Post Moore’s Law: Specialized Hardware Design for Scientific Computing

As Moore’s Law continues to plateau, traditional performance scaling based on transistor density has become insufficient for many scientific computing workloads, which are increasingly constrained by data movement, memory bandwidth, and latency rather than raw arithmetic throughput. In response, the computing ecosystem has shifted toward specialized hardware acceleration, where domain-specific architectures are co-designed with algorithms to overcome the memory wall and latency wall that limit conventional CPU- and GPU-based systems. This approach has demonstrated significant benefits across scientific computing domains, including linear algebra, signal processing, and simulation-driven workloads, by exploiting fine-grained parallelism, customized dataflows, and application-aware memory hierarchies. In the post–Moore’s Law era, specialized hardware acceleration is therefore a fundamental enabler for sustained performance and energy efficiency, allowing scientific applications to scale beyond the limits of general-purpose architectures through tight algorithm–hardware co-design.

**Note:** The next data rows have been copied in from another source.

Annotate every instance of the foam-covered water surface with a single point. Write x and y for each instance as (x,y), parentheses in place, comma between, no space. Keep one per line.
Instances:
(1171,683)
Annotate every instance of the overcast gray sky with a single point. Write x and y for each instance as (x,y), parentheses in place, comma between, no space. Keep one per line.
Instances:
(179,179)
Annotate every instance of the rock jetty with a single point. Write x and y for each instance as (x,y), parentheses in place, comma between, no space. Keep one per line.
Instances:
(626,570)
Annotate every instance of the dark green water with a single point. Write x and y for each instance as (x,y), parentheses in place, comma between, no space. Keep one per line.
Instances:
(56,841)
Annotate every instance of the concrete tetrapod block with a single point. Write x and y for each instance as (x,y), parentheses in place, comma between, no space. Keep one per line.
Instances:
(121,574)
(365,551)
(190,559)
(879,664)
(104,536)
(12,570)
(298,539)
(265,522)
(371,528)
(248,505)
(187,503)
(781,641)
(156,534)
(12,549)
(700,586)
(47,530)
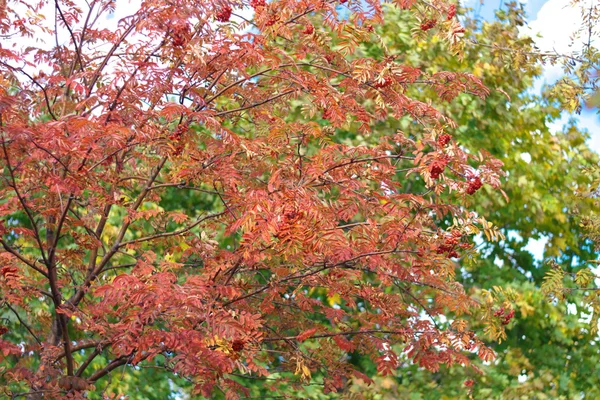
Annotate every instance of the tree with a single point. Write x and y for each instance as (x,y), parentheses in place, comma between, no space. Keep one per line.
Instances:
(553,350)
(165,209)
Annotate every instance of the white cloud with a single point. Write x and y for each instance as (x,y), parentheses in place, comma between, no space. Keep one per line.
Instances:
(553,29)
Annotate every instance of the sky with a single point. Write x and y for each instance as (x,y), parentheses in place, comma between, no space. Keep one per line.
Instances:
(554,21)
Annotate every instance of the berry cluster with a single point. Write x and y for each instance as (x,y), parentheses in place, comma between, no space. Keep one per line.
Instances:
(451,11)
(444,139)
(387,81)
(309,29)
(8,272)
(450,244)
(224,14)
(272,20)
(505,317)
(180,35)
(237,345)
(176,138)
(257,3)
(474,185)
(428,24)
(436,168)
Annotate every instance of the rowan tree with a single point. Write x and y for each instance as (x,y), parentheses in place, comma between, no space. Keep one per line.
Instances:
(163,207)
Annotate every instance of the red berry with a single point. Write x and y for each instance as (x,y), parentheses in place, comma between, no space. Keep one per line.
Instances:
(272,20)
(224,14)
(258,3)
(8,272)
(451,11)
(444,139)
(474,185)
(436,168)
(237,345)
(387,81)
(428,24)
(308,30)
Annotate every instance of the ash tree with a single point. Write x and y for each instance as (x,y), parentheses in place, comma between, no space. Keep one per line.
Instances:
(165,212)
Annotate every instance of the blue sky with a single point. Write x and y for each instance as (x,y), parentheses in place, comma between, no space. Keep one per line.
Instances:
(554,20)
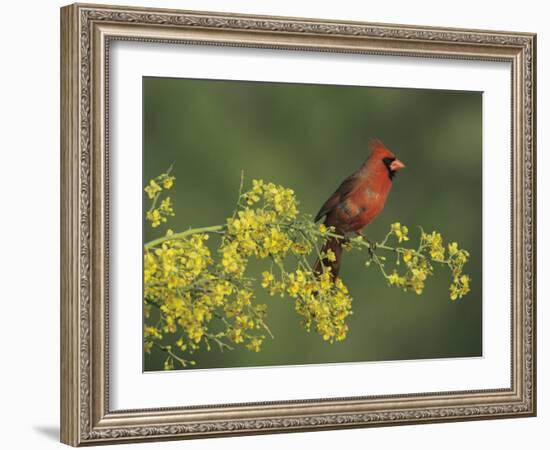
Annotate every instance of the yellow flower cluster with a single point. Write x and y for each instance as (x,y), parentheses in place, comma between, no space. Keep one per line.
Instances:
(319,299)
(158,215)
(157,184)
(188,285)
(277,198)
(418,262)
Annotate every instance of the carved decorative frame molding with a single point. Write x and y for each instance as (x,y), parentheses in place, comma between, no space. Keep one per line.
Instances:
(86,33)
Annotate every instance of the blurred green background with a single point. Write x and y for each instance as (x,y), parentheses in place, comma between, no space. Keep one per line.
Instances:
(309,138)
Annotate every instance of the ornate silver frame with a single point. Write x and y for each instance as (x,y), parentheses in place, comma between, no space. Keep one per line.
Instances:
(86,31)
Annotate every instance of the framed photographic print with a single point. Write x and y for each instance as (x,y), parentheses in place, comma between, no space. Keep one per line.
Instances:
(275,224)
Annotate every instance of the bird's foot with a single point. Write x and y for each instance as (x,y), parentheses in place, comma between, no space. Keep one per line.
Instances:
(371,246)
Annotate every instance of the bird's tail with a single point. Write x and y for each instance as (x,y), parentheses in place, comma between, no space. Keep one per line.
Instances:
(335,245)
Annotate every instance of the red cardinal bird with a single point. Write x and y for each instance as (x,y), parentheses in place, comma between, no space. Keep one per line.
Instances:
(358,200)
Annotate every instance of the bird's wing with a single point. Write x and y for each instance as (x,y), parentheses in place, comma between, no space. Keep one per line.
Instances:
(339,195)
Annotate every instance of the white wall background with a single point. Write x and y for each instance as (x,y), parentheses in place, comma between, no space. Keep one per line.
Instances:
(29,222)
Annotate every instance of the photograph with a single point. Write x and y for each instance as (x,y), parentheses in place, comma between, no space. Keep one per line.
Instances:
(291,224)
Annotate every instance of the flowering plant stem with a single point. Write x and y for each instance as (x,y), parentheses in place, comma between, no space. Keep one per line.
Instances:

A Quantum-Classical Co-Design Framework for Scalable Quantum Circuit Simulation and Acceleration

As Moore’s Law continues to plateau, the industry has increasingly turned to specialized hardware design solutions to sustain performance scaling, particularly for artificial intelligence and high-performance computing applications. Representative examples of this paradigm shift include Google’s Tensor Processing Units (TPUs); Amazon AWS’s Graviton, Trainium, and Inferentia processors; Apple’s A- and M-series system-on-chips (SoCs); Meta’s Training and Inference Accelerator (MTIA); Microsoft’s Maia and Cobalt chips; Tesla’s Dojo accelerators; Broadcom’s custom AI application-specific integrated circuits (ASICs); and large-scale FPGA-based systems. Building on this trend, this project introduces a transformative quantum–classical co-design framework that tightly integrates circuit-cutting techniques with specialized multi-FPGA architectures to enable scalable and accelerated simulation.